Source - © 2010 Telperion / CC BY-SA 3.0 | |
En dehors de cet épisode tragique, les bouches de Bonifacio sont surtout réputées comme une destination touristique majeure, avec des paysages splendides et de nombreuses possibilités de baignade et de marches dans la nature. Des navettes partant du port de Bonifacio assurent notamment la desserte touristique des iles Lavezzi en saison, et sont une superbe opportunité pour un naturaliste en vacances d'observer roches et biodiversité. Pour joindre le plaisir à la découverte scientifique, et préserver les milieux fragiles, il est cependant conseillé d'éviter le plein été et ses flots de visiteurs…
Les iles Lavezzi ont été instituées en réserve naturelle à partir de 1982. Depuis 1999, elles font partie de la Réserve naturelle des Bouches de Bonifacio et seront intégrées dans le futur Parc marin international corso-sarde. L'ile de Cavallo, qui est habitée (et surnommée localement « l'ile des millionnaires », avec un soupçon de jalousie envers ses luxueuses villas inoccupées une large partie de l'année…), ne fait pas partie de la réserve. On observe divers écosystèmes : dunes et falaises maritimes, plages de sables et de galets, machairs (bords de mer fertiles), ilots et récifs, landes, maquis et garrigues, petits marais, et bien sûr herbiers sous-marins de posidonies. Sur et autour de l'ile Lavezzo en particulier, lézards, geckos, oiseaux marins, fleurs, mollusques et poissons méditerranéens font le bonheur des biologistes.
Mais ce qui frappe le plus le visiteur, ce sont les énormes blocs de granitoïdes, appelés blocs cyclopéens, qui constituent tout l'archipel des Lavezzi (figures 8 à 23). Ces iles basses sont un véritable chaos granitique (ou plutôt de granodiorites, comme nous le verrons plus loin) à demi-immergé. On y trouve toutes les caractéristiques classiques du modelé des paysages granit(oïd)iques : diaclases élargies progressivement, blocs initialement en forme de parallélépipèdes grossiers (voir figures 18 et 20 par exemple) mais peu à peu arrondis et déchaussés par l'érosion, chaos « en château fort » sur les points hauts (par exemple figures 10, 16, 18, 20…), éboulis de pente (figure 23 par exemple), champs de roches moins dégagées dans les points bas, desquamation de certains blocs « en pelures d'oignon » (figure 19 par exemple), spectaculaires taffonis sculptant des formes fantasques dans certains rochers (figures 6, 9, 10, 13 et 14 par exemple), arène granitique plus ou moins grossière, formant des plages et de petites dunes peu ou prou colonisées par la végétation (figures 12, 15, 17, 23… par exemple), etc. Admirons ces iles très photogéniques !
Étudions à présent plus précisément les roches qui forment les affleurements côtiers de grande qualité dans l'archipel des Lavezzi.

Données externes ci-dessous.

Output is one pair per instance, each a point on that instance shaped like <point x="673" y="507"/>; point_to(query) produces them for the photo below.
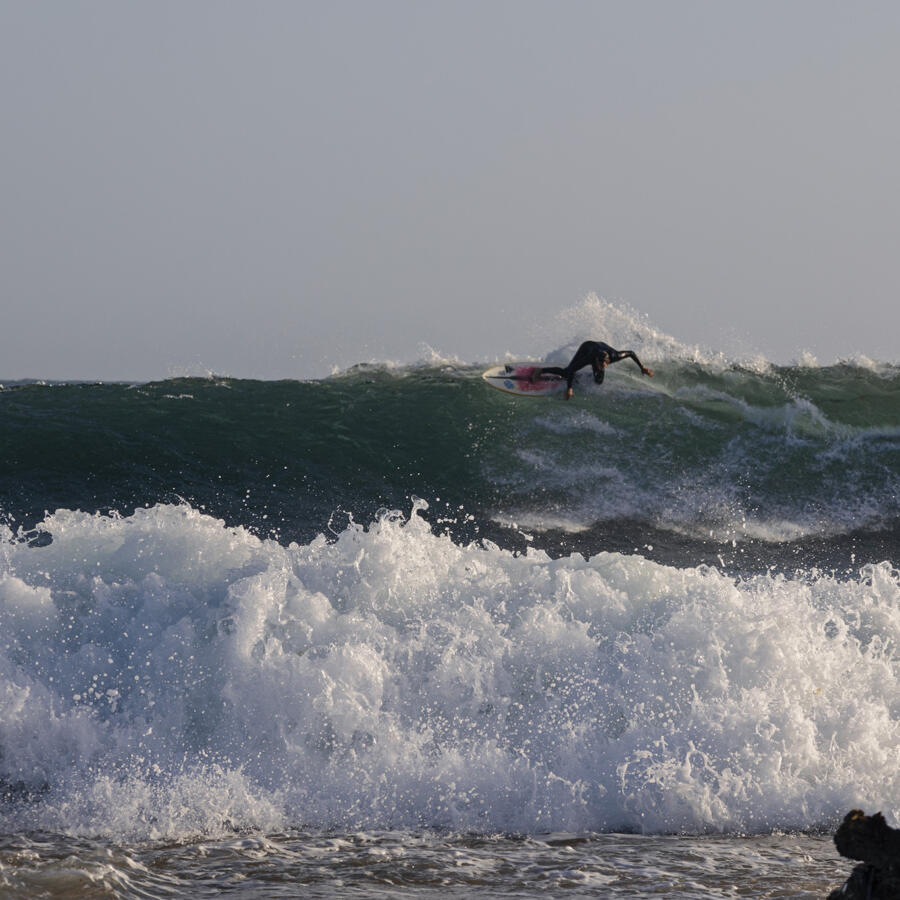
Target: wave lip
<point x="166" y="675"/>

La principale roche présente sur Lavezzo n'est pas un granite à strictement parler, mais une granodiorite à biotite et amphibole (figure 24). Elle fait partie d'un vaste assemblage de plutons de granitoïdes calco-alcalins, datant du Carbonifère terminal, −300 Ma environ, qui affleurent partout dans les bouches de Bonifacio, et sont désignés par les géologues comme l'ensemble U2a. Selon la classification utilisée, on peut les classer comme des granites “de type I”, c'est-à-dire issus de la fusion d'une source de composition Ignée (= des roches magmatiques et/ou métamorphiques préexistantes, mais pas sédimentaires ; concrètement une origine mixte, crustale continentale profonde et mantellique). On peut aussi les classer dans le groupe des “KCG” pour (K) potassic Calc-alkaline Granites : granites calco-alcalins potassiques, ce qui correspond là aussi à des plutons issus de magmas hybrides, partiellement crustaux et partiellement mantelliques.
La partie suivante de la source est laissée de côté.